Note that if the relative velocity is much less than the speed of light ( ), then $\frac{v^2}{c^2}$ is extremely small, and the elapsed times $\mathrm{\Delta }t$ and $\mathrm{\Delta }{t}_0$ are nearly equal. At low velocities, modern relativity approaches classical physics—our everyday experiences have very small relativistic effects.

The equation $\mathrm{\Delta }t={\gamma \mathrm{\Delta }t}_0$ also implies that relative velocity cannot exceed the speed of light.
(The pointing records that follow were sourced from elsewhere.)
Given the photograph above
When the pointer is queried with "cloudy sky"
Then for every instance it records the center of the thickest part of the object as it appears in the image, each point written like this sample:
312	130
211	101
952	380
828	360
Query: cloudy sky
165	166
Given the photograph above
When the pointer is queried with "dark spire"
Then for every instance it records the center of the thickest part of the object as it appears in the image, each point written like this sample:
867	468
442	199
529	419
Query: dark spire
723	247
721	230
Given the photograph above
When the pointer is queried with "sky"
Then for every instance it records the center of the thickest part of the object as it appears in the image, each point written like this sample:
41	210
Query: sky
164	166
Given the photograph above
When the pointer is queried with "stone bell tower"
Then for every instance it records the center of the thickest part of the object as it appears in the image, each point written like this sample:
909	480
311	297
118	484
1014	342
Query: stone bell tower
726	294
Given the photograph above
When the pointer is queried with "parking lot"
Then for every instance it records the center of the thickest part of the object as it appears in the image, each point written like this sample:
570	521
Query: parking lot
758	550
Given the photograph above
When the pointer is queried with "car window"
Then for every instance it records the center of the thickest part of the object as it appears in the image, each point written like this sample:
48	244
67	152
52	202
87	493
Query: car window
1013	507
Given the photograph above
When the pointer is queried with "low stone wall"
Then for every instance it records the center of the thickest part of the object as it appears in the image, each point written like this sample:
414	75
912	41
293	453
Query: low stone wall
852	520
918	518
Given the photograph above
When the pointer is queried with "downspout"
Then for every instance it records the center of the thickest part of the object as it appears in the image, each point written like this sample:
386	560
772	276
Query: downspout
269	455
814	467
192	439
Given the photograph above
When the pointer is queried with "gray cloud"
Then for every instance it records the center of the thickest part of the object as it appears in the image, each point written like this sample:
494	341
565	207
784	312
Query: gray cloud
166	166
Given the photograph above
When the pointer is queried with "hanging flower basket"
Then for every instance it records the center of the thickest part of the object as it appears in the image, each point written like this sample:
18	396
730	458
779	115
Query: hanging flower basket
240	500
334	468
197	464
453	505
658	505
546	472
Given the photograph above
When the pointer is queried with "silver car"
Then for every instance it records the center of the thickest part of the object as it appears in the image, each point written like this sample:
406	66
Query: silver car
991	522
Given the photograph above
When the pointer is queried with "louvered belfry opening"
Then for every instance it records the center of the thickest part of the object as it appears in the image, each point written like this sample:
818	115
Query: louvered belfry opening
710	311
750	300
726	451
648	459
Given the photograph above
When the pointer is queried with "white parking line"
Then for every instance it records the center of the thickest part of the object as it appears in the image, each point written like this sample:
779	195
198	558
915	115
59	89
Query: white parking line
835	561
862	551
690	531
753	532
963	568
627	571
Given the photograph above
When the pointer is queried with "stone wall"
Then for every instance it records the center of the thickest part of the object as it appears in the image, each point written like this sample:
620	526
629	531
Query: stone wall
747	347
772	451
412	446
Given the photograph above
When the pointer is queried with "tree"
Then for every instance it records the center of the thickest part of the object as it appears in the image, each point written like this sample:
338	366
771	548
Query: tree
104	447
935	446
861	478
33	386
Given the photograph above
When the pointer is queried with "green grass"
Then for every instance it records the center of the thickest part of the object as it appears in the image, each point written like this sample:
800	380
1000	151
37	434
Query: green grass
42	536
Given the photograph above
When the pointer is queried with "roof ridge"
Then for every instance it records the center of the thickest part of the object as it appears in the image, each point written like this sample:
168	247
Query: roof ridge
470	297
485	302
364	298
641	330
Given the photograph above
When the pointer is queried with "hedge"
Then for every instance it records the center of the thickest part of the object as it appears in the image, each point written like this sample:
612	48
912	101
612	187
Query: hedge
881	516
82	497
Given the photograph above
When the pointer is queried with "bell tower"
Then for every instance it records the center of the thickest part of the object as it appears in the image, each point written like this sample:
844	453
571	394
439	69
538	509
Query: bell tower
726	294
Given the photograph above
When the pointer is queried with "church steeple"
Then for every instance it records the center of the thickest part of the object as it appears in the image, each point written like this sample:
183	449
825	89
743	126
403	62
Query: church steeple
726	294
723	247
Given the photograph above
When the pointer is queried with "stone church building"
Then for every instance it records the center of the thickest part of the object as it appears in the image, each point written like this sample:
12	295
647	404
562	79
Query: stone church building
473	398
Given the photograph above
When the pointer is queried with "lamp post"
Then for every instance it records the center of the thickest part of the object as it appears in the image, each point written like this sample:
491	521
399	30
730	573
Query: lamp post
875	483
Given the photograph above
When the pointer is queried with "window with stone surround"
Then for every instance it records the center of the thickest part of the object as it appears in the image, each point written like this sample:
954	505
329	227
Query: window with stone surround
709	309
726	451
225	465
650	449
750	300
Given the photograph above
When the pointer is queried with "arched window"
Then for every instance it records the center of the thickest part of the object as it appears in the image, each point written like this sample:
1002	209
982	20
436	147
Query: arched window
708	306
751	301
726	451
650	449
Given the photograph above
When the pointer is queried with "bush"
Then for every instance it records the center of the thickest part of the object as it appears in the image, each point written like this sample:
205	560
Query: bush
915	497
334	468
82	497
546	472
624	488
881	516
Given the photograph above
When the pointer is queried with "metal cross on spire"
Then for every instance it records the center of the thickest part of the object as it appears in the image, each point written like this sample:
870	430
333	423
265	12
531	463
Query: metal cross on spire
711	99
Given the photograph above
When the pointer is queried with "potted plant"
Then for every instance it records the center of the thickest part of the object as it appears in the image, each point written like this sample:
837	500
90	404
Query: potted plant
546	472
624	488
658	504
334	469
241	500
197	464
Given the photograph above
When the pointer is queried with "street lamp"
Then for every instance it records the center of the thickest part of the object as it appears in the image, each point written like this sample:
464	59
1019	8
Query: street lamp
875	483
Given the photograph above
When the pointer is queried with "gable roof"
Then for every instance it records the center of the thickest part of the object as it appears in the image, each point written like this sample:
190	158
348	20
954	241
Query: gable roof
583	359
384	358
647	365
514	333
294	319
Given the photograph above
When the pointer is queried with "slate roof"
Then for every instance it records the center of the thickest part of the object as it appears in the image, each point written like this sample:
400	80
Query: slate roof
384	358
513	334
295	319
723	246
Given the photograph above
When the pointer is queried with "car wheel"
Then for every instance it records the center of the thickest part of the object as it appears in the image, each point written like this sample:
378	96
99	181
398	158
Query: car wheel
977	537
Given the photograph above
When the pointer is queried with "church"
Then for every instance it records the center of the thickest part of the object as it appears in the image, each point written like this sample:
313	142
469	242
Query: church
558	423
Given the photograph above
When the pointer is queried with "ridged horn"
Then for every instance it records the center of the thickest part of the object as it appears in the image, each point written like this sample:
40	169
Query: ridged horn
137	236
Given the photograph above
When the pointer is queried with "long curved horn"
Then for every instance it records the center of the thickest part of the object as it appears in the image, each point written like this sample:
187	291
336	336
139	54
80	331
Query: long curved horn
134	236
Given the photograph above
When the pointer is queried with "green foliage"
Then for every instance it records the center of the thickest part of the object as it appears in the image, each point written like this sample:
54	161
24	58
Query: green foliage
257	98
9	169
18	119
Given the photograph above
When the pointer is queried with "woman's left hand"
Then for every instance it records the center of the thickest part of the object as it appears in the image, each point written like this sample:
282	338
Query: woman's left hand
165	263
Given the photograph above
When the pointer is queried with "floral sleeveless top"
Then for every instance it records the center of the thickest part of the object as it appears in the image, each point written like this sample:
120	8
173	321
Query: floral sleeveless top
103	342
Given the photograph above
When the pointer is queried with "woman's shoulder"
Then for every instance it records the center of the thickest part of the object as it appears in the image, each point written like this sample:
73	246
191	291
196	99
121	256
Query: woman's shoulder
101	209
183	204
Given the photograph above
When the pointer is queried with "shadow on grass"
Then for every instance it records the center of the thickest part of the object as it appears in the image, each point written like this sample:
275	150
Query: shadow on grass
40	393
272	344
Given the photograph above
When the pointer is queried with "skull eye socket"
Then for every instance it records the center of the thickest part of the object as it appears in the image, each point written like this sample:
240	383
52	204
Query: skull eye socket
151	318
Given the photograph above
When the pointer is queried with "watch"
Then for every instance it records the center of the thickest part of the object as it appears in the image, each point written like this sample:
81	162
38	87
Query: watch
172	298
As $v$ approaches $c$ , $\mathrm{\Delta }t$ approaches infinity. This would imply that time in the astronaut’s frame stops at the speed of light. If $v$ exceeded $c$ , then we would be taking the square root of a negative number, producing an imaginary value for $\mathrm{\Delta }t$ .

There is considerable experimental evidence that the equation $\mathrm{\Delta }t={\gamma \mathrm{\Delta }t}_0$ is correct. One example is found in cosmic ray particles that continuously rain down on the Earth from deep space. Some collisions of these particles with nuclei in the upper atmosphere result in short-lived particles called muons. The half-life (amount of time for half of a material to decay) of a muon is $1\text{.}\text{52}\mu \text{s}$ when it is at rest relative to the observer who measures the half-life. This is the proper time $\mathrm{\Delta }{t}_0$ . Muons produced by cosmic ray particles have a range of velocities, with some moving near the speed of light. It has been found that the muon’s half-life as measured by an Earth-bound observer ( $\mathrm{\Delta }t$ ) varies with velocity exactly as predicted by the equation $\mathrm{\Delta }t={\gamma \mathrm{\Delta }t}_0$ . The faster the muon moves, the longer it lives. We on the Earth see the muon’s half-life time dilated—as viewed from our frame, the muon decays more slowly than it does when at rest relative to us.